Dr Oren Caspi, from the Technion-Israel Institute of Technology has done some very interesting work with pluripotent stem cells and the heart. Recently, Caspi and his colleagues made induced pluripotent stem cells (iPSCs) from skin cells extracted from heart patients. These were differentiated into heart muscle cells that had all the characteristics of young, healthy heart tissue from new-born babies.

This has been done before in other labs (for one example, see Ma J., et al., Am J Physiol Heart Circ Physiol 2011 301(5):H2006-17).  What Caspi and others found that was so remarkable was that these reprogrammed cells have the capacity to “reset” the rhythm of any unhealthy heart tissue that surrounds them. Caspi and others in the laboratory of Gepstein Lior think is that patients suffering from irregular or slow heart beats, who normally require a pacemaker, could, instead, be treated with an injection of new heart cells grown from stem cells made from their own cells to create a “biological pacemaker” that could regulate their heartbeat.

At this time, heart attack patients have hearts that pump out of sync or who suffer from irregular heartbeats. Such patients require surgery in order to insert a battery-powered pacemaker that is fitted to control the heart’s rhythm. There are approximately 25,000 pacemakers fitted each year in the United Kingdom alone.

According to Dr. Caspi, “We found that the electrical signal from the heart cells we created synchronized the beat of any surrounding heart tissue. We have seen this happen in dishes in the laboratory and in animal models. When we integrated the cells into the hearts of pigs, they were paced by the cells that were injected. It seems that the cells that beat fastest control the pace, so it could be used to replace artificial pacemakers for people with slow or irregular heartbeats.”

In May, 2012, Caspi and Gepstein became the first scientists in the world to make heart muscle cells from iPSCs that were made from heart patients. They reverted adult skin cells into iPSCs and then used special culture conditions to convert those cells into fully functioning heart cells. These cells integrated into the hearts of rats, and researchers believe that it will be possible to use skin cells from patients to create injectable biological pacemakers. This will reduce the risk of them being rejected by the patient’s body.
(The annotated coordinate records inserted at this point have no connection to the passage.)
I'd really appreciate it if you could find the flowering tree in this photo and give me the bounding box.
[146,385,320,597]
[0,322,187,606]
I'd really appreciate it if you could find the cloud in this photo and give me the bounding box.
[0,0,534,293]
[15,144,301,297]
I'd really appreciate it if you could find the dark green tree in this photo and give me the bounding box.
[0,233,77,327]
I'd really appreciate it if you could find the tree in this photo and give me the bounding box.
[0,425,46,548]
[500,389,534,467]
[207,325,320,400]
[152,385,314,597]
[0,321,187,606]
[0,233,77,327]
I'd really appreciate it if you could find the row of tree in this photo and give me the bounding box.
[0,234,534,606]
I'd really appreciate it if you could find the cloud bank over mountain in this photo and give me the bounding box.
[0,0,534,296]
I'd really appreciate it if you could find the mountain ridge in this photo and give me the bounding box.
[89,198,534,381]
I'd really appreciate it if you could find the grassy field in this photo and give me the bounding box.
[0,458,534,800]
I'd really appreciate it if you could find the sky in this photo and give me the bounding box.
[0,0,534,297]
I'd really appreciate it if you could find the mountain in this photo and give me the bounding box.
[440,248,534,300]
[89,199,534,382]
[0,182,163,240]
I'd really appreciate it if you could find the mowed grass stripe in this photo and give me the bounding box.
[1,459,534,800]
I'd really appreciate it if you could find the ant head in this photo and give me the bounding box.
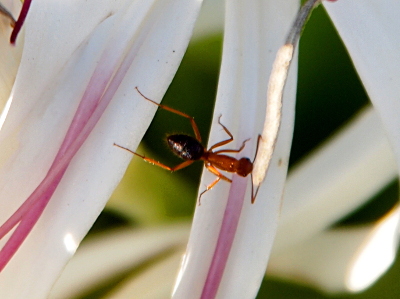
[236,158,253,177]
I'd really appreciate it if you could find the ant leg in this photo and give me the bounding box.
[214,138,250,154]
[208,114,233,151]
[135,86,201,142]
[114,143,194,172]
[199,164,232,206]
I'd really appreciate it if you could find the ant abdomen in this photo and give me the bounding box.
[167,134,204,160]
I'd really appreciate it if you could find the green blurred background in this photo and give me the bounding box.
[85,7,400,299]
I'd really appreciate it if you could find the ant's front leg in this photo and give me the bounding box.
[114,143,194,172]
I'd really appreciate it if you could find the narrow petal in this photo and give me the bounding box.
[268,206,400,293]
[324,0,400,165]
[274,108,397,252]
[173,1,298,298]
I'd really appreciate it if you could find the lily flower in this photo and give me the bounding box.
[0,0,400,298]
[0,0,201,298]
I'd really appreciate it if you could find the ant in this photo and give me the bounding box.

They are now working with clinical heart specialists in a bid to design a human clinical trial that will evaluate the efficacy of such a treatment in human patients.
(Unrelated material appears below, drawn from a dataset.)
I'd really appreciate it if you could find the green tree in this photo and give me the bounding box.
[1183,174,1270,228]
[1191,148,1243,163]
According to Caspi: “We are working with clinicians to take some of our data to the clinic, but it is still a very new technology so there is still a lot of research to be done before any treatments will emerge.”

How Pluripotent Stem Cells Stay Themselves


Embryonic stem cells (ESCs) have an uncanny ability to perpetually divide in culture and differentiate into any cell type found in the adult body. The internal switches inside ESCs that keep them pluripotent or drive them to differentiate are incompletely understood at this. However new work from the Carnegie Institution for Science has opened a new doorway into this event.
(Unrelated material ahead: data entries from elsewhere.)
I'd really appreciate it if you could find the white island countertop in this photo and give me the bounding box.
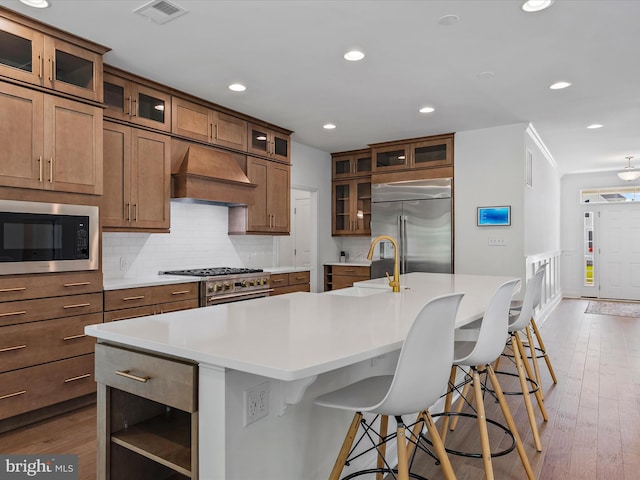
[85,273,513,381]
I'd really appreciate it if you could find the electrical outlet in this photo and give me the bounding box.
[244,382,269,427]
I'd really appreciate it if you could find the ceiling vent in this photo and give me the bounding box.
[133,0,187,24]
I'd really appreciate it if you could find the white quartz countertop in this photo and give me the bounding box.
[102,275,201,290]
[85,273,513,381]
[262,267,311,273]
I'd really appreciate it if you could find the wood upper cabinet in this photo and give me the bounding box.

Yixian Zheng and his research team has focused on the process by which ESCs stay in their pluripotent state. There are three protein networks within the cell that direct the self-renewal and differentiation aspects of cell behavior. These networks consist of 1) the pluripotent core, which includes the protein called Oct4 and its many co-workers; 2) the Myc-Arf network, which directs cell proliferation, and 3) the PRC2 or polycomb proteins, which repress genes necessary for differentiation. How these networks are integrated remains quite unclear. Zhen and his group have found a protein that seems to link all three of these networks together.

A protein called Utf1 seems to act as the cord that ties all three of these networks together. First, Utf1 limits the loading of PRC2 on the DNA and it also prevents PRC2 from modifying chromatin so that the DNA assumes a very tight, compact structure that prevents gene expression. Thus, Utf1 keeps the DNA somewhat poised and ready for gene expression, should the proper conditions come about that favor differentiation. Secondly,. for those genes that are not completely shut off by PRC2, Utf1 works through a protein complex called the DCP1a complex to degrade these mRNAs made these incompletely repressed genes. Finally, Utf1 downregulates the My-Afr feed pathway. The Myc and Arf work together to curtail cell proliferation, but the inhibition of this pathway ensures that the cell continues to divide properly.

According to Zheng, “We are slowly but surely growing to understand the physiology of embryonic stem cells. It is crucial that we continue to carrying out [sic] basic research on how these cells function.”

Zheng is a Howard Hughes Medical Institute Researcher at the National Institutes of Health and in the Department of Embryology at the Carnegie Institute for Science in Baltimore, Maryland.

This work was published in the journal Cell under the title, “Regulation of pluripotency and self-renewal of ESCs through epigenetic-threshold modulation and mRNA pruning.” Cell 2012 3:576.